Bob Costas' eye infection was 'viral both literally and figuratively'
"It won't look as bad as it did the last night I was on the air, and probably it will look better 10 days from now, but the Olympics will be over," Costas says with a laugh on a conference call with reporters. "You just go with it."
The infection was visible to TV viewers on NBC's first night of coverage on Feb. 6, and it forced Costas off the air for six nights starting Feb. 11. He says that moreso than the visible signs of the infection, he was suffering from a sensitivity to light and blurred vision that made it impossible to work. He has kept up with NBC's coverage of the games from his hotel room, but aside from the occasional walk on the hotel terrace or trip to the hotel restaurant, he's been largely confined to the room.
That wasn't fun, but more frustrating was the fact that he couldn't join his colleagues in bringing the Olympic telecasts to viewers.
"My thought really wasn't, 'Oh my gosh, I'm personally missing these nights on the air,'" Costas says. "My thought was all the people, all my colleagues and friends who work so hard, many of them harder than I work, putting in 18-, 20-hour days, and I just want to hold up my end of it. It's like when your team takes the field for a big game, you want to be able to do your part of it."
Almost as much as anything that happened in the various Olympic venues in Sochi, Costas' eyes were the talk of the first week of the games. That's not something he would have hoped for, but he understands why his bout of viral conjunctivitis became a story.
"I don't follow social media, and I didn't see the vast, vast majority of what might have been said or written. I'm aware generally and I'm aware from friends that this was viral both literally and figuratively." Costas says. "I think it would have been water-cooler talk no matter who the host of the Olympics was at any time, because it's such a front-and-center position. If the same thing had happened to Jim McKay in 1984, people would have talked about it. It's just that the Internet didn't exist then, and there weren't as many cable television outlets. Plus he would have been saved somewhat by an absence of hi-def TV [laughs].

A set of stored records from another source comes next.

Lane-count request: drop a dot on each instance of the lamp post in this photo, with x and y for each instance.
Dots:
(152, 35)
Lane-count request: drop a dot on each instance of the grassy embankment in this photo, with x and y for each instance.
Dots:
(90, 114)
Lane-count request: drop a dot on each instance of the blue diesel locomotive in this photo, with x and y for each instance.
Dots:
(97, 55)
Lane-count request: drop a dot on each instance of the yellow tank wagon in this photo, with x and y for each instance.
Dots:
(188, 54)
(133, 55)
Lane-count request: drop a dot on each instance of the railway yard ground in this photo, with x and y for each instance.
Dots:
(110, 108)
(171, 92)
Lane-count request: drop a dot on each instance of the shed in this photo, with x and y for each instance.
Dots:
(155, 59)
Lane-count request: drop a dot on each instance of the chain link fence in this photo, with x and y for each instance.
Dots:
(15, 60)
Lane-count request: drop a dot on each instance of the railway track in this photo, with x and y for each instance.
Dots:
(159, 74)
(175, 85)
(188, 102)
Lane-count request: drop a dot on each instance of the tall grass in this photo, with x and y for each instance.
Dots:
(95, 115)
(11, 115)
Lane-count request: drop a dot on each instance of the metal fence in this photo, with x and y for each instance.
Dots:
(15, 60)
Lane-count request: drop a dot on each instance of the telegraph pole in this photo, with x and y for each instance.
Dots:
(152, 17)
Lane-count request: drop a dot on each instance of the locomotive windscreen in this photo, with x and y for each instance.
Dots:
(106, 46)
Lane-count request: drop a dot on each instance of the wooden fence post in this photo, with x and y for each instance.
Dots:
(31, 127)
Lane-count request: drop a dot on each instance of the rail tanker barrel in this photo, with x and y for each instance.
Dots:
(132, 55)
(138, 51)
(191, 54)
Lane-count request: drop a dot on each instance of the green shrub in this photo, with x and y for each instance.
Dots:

"So you have kind of a perfect or imperfect storm of circumstance that made this a bigger deal than what it was. I really have felt uncomfortable about that. I don't feel comfortable having anything other than the work itself be what people are talking about, but sometimes it's just unavoidable. This was one of those very rare situations where it was unavoidable."
You can see Costas' return to NBC's Olympics coverage starting at 8 p.m. ET/PT Monday.